We all managed to go to church, and Caleb didn’t even cough.  I didn’t smell any cologne or perfume, either.  That’s got to be part of his problem in church--perfumes, colognes, and hairsprays.
I stayed with Mama that evening, as I usually do.  I put together a couple of scrapbooks, filling them with piles of letters and old cards I’d found downstairs.  I no sooner finished the first and closed it than it popped apart at the snaps.  Bah, humbug!  Why do they think wimpy little snaps with no shank whatsoever can hold a whole lot of fat pages?!
“It looks like a job for Larry, to me,” observed Mama, watching my fruitless efforts at putting it back together again.
“I think you’re right,” I agreed, and tucked the recalcitrant thing back into my bag.  “But he’d better not act smug!”
She laughed.  “Oh, he never does that!”  She grinned at me.  Does he?”
After I went home, and after the older kids went to bed, Victoria went with Larry and me to Wal-Mart for a few necessities of life, including copper wiring with which to fasten my scrapbook back together.

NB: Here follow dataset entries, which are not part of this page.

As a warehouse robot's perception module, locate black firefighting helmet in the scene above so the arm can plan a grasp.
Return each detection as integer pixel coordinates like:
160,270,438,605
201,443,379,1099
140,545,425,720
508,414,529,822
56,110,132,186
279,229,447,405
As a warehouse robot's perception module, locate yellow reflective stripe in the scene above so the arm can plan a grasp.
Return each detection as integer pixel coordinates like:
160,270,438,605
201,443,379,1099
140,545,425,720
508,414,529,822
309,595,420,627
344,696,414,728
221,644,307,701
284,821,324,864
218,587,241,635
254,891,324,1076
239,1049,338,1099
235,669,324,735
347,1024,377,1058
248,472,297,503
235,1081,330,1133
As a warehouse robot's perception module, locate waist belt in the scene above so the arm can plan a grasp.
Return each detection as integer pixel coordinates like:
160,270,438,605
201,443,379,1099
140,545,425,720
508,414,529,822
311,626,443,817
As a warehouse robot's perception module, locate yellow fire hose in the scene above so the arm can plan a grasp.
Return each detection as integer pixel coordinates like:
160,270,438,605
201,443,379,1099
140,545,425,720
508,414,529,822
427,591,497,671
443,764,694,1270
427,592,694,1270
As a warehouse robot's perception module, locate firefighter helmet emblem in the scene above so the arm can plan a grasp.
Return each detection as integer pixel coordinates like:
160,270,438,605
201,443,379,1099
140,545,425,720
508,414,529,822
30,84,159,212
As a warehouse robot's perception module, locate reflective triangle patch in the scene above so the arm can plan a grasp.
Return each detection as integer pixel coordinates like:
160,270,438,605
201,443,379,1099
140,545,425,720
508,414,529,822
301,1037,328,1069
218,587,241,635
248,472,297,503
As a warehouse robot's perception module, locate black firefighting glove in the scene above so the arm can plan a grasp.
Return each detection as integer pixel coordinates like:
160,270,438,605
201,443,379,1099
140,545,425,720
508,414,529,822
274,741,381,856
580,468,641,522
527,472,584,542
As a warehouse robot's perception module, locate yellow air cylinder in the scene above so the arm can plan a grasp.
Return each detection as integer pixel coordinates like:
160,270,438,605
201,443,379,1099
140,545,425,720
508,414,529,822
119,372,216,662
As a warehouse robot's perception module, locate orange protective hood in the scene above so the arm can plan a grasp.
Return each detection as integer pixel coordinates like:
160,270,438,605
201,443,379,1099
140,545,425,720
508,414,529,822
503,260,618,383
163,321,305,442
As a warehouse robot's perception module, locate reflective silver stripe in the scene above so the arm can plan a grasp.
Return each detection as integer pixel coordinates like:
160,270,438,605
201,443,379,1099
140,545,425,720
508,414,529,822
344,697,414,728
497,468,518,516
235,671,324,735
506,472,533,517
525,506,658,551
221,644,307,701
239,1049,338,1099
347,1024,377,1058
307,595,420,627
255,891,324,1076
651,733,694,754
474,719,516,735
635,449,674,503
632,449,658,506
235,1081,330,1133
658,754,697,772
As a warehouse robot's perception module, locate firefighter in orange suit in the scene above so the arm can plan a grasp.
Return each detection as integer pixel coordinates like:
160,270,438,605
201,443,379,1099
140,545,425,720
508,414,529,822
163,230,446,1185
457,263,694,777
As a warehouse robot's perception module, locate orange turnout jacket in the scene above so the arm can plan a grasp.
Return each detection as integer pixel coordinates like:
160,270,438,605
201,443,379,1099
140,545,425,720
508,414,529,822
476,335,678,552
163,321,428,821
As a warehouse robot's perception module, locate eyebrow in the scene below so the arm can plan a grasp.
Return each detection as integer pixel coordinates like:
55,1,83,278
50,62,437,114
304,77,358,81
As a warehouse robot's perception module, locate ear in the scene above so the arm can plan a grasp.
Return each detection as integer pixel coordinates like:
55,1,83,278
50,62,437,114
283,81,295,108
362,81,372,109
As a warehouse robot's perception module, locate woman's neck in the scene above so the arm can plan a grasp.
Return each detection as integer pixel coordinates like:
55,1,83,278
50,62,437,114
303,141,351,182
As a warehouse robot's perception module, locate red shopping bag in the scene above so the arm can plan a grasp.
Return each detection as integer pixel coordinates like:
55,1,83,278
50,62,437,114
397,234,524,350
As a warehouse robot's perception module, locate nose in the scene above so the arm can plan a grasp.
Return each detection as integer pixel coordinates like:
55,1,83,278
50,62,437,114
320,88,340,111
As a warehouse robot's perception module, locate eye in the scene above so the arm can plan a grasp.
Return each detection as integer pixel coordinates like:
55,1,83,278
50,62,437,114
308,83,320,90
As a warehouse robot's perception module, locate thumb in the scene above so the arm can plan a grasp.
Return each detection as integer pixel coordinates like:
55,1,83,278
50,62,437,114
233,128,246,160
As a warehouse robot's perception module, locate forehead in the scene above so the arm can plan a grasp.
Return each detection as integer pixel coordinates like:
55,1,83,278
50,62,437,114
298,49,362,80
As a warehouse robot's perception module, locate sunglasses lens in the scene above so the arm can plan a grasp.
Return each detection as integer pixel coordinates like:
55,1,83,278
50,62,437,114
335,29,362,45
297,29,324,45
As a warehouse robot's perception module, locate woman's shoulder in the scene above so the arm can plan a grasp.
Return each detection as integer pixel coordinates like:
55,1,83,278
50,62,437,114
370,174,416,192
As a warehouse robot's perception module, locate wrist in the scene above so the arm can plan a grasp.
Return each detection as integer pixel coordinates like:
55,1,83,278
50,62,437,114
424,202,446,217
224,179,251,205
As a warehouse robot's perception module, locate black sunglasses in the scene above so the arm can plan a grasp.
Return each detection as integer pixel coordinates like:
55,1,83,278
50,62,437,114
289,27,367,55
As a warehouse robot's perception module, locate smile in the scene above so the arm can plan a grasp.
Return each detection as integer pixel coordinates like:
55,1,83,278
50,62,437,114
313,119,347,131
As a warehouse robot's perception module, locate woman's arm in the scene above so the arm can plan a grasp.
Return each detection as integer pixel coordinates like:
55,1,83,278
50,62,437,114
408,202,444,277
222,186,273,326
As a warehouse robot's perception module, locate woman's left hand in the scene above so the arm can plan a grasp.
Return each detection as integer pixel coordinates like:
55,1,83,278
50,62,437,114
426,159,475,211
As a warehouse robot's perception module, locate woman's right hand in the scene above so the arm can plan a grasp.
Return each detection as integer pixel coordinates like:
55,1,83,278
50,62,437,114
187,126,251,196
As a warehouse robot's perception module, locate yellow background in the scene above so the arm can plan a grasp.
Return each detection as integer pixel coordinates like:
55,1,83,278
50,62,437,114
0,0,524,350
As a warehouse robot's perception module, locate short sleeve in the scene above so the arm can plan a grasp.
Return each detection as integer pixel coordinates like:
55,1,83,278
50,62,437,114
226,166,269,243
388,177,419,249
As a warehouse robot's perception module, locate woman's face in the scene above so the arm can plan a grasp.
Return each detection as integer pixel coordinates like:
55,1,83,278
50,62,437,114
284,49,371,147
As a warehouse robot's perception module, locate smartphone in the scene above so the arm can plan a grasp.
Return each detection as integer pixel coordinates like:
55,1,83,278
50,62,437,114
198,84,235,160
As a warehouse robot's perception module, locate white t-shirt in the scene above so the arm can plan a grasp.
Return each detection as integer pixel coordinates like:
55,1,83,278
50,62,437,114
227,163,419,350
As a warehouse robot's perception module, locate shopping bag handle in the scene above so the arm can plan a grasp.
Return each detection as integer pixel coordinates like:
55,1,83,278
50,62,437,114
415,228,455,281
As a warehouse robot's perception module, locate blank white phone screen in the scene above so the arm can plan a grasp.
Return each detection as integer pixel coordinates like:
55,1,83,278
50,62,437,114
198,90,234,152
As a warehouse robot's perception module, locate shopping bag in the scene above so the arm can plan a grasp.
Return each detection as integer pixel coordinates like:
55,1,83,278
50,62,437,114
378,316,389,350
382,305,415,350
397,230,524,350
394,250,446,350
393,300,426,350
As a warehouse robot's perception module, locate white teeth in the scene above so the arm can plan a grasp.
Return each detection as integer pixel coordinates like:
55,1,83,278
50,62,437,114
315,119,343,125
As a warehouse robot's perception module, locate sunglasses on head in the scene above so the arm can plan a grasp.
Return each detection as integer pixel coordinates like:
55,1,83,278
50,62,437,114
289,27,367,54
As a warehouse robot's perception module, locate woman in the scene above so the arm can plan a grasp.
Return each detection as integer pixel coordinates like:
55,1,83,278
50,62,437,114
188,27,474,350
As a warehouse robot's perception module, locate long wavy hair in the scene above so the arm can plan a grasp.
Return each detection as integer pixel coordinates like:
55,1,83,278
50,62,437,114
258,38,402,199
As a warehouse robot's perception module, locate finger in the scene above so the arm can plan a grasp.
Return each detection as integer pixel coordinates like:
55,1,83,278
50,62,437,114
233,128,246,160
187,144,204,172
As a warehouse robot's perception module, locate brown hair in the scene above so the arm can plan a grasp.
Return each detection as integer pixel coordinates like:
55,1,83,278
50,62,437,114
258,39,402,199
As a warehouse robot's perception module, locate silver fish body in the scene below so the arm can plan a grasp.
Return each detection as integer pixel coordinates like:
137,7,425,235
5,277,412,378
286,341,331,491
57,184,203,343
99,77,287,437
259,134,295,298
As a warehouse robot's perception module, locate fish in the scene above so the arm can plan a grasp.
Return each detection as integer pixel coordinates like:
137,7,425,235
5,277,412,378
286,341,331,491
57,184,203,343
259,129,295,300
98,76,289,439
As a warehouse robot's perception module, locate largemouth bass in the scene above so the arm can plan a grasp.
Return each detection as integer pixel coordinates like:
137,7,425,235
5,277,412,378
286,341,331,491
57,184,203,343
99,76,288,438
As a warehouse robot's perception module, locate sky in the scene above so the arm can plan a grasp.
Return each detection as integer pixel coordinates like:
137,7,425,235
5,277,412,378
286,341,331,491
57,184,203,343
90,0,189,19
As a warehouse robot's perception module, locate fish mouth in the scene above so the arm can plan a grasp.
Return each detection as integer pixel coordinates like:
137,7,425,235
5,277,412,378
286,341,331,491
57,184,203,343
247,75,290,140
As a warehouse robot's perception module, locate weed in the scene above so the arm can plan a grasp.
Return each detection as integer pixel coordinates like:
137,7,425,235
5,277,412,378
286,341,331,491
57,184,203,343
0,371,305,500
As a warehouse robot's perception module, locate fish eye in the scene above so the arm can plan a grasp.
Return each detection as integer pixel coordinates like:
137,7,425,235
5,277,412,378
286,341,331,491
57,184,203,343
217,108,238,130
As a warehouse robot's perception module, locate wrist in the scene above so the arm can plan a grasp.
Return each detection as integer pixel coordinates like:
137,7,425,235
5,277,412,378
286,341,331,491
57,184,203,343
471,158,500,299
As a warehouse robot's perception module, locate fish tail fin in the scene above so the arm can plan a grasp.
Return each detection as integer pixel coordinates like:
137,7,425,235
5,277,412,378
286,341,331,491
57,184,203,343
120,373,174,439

“Come look at the rugs,” I requested.
Lo and behold, they were on sale!  We gleefully got all the ones I’d wanted and a few more besides, carrying them to the layaway department, where we intended to leave them until Friday, when our income tax refund will arrive.  The clerk pulled my name up in his computer, got everything ready--
--and then informed us that we couldn’t put clearance items on layaway.
Sooo…we put them back.  {“What difference does it make!!” grumbled Larry under his breath.}
But!!!  Today we got a refund in the mail from Walgreens!  Medicaid has reinstated us, and Walgreens will be reimbursed from them--and they were refunding us for all the prescriptions we had purchased during the month of January, and let me tell you, it was a sizable sum.  Two of the children are allergic to Amoxicillin, you see, and must have an expensive substitute.  Caleb’s medicine for his nebulizer is not cheap, either.
Well, when I found that check in the mail, I signed my name on it so fast that I practically embossed it.  I crammed my feet into my shoes, snatched my purse, called the children to come get their coats, put my own on, and out the door we flew.  First to the bank--and then to Wal-Mart to get those rugs before someone else did.
All those beautiful Oriental rugs are now residing out at our house, hoping they will not have to wait too long before they can get out of their dusty plastic wrappers and stretch out comfortably on one of the various brand-new floors.
Someday, several hundred years from now, we’re going to sit down one evening and relax.
Unless we think of something else to do.